Art. 2. Article 32, paragraph 1er, 22°, of the Compulsory Health Care Insurance Act, coordinated on 14 July 1994, inserted by the Act of 13 December 2006, paragraph 1er is supplemented by the following sentence:
"The King can determine the periods that are assimilated to periods of attendance at the basic or secondary level. »
Section 2. - Smoking protection
Art. 3. In article 34, paragraph 1er, of the same law, last amended by the law of 23 December 2009, the 24th is replaced by the following:
"24° intervention in smoking withdrawal assistance. The King may extend the drug-assisted treatment of tobacco withdrawal; "
Section 3. - Hair prosthesis
Art. 4. In article 34, paragraph 1er, of the same law, last amended by the law of 23 December 2009, is inserted on 20° bis as follows:
"20° bis the provision of hair prosthetics; "
Art. 5. In Article 35, § 1er, paragraph 8, of the same law, replaced by the law of 10 August 2001 and amended by the laws of 22 August 2002 and 22 December 2003, the words "and 20°" are each replaced by the words ", 20° and 20° bis".
Art. 6. Article 37, § 20, paragraph 1er, of the same law, inserted by the law of 22 February 1998 and amended by the laws of 27 April and 27 December 2005, the words "the benefits referred to in article 34, 14°, 24° and 25°" are replaced by the words "the benefits referred to in article 34, 14°, 20° bis, 24° and 25°".

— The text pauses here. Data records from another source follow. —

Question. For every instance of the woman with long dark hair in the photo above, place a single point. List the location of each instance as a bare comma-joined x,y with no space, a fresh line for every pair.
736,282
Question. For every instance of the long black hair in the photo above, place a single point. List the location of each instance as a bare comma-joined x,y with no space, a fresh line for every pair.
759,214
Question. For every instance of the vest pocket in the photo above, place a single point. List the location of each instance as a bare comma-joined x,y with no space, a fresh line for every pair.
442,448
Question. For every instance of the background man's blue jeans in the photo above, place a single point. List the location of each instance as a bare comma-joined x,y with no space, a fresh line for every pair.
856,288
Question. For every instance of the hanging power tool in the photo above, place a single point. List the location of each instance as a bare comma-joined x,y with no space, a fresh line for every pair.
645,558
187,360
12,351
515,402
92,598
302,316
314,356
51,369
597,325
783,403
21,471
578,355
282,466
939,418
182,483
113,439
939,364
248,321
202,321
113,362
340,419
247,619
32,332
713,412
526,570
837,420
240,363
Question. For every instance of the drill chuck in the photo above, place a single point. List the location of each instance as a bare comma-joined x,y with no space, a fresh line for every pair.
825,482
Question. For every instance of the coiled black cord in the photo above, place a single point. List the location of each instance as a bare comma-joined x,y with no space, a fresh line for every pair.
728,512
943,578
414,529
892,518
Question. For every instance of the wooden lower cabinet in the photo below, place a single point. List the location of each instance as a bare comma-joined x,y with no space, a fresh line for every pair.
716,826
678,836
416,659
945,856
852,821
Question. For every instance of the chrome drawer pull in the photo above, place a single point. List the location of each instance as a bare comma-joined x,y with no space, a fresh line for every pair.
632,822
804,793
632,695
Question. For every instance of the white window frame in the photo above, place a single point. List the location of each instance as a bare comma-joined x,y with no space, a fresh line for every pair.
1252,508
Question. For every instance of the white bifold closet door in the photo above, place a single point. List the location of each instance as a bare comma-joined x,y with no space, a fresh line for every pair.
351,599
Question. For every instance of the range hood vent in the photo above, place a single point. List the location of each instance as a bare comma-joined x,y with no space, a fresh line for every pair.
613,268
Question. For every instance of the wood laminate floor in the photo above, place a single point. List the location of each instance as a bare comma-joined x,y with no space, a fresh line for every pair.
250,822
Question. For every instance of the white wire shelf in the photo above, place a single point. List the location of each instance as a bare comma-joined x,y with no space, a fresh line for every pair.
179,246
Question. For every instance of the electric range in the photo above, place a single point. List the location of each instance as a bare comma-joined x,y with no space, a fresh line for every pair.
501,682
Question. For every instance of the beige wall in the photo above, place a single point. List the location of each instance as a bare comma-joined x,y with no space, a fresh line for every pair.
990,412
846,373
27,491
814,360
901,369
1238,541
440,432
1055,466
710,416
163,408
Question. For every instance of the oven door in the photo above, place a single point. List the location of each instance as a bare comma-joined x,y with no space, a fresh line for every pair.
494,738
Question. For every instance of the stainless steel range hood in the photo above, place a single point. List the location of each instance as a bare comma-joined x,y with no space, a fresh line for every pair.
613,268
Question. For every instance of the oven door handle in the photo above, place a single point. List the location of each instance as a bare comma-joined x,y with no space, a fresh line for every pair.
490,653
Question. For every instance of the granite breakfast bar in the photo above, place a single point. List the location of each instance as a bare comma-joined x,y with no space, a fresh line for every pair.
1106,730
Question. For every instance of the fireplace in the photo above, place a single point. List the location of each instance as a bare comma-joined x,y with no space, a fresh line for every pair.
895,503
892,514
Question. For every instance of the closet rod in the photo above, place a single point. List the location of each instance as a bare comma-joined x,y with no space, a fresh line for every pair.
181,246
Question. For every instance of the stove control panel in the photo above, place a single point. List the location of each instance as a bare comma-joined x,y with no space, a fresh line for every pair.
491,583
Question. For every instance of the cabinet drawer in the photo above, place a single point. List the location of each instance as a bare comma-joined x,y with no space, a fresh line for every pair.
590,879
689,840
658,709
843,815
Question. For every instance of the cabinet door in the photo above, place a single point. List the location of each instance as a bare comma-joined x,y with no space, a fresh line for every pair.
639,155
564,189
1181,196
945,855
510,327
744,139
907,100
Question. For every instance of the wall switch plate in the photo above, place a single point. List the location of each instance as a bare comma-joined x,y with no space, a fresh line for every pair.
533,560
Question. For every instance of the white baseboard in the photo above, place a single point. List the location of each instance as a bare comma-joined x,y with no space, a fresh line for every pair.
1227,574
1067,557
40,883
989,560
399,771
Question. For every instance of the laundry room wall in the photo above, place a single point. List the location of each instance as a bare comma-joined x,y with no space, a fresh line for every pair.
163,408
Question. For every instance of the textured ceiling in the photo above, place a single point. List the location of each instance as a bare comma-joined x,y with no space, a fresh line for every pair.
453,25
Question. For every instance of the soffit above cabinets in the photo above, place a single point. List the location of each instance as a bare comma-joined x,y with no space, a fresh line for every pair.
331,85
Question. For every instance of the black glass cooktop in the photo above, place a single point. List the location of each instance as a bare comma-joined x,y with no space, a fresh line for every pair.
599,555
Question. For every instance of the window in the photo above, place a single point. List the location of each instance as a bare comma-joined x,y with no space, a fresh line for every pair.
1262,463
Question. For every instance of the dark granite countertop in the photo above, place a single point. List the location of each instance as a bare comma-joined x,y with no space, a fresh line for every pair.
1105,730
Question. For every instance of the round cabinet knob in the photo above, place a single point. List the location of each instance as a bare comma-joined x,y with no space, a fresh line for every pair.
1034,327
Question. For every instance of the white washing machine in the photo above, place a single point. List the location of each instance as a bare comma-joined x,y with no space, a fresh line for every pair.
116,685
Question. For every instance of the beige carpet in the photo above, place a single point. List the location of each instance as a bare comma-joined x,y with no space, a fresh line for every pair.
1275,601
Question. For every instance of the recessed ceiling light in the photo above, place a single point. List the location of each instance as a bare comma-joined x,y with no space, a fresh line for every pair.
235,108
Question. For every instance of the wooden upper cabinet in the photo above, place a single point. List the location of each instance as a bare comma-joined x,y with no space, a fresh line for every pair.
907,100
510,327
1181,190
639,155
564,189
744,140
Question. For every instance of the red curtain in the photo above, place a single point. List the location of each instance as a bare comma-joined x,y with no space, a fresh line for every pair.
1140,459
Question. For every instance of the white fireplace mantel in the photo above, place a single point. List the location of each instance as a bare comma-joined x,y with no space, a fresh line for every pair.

Section 4. - Radio-isotopes
Art. 7. In section 18, paragraph 4, of the Act, replaced by the Act of 25 January 1999 and amended by the Acts of 24 December 1999 and 10 August 2001, the words "a note summarizing the amendments to the list referred to in section 35 bis" are replaced by the words "two summary notes, the first resuming the amendments to the list referred to in section 35, § 2ter, and the second amendments to the list referred to in section 35
Art. 8. In article 22, paragraph 1er, 4°, of the same law, replaced by the law of 27 December 2005, the words « referred to in articles 23, § 2, 35, § 1er, and 35, § 2ter, are replaced by the words " referred to in Articles 23, § 2 and 35 § 1er "
Art. 9. In section 27, paragraph 4, of the Act, replaced by the Act of 24 December 1999, and amended by the Acts of 10 August 2001 and 24 December 2002, the words "subject to paragraph 2" are replaced by the words "as provided in section 35, paragraph 2".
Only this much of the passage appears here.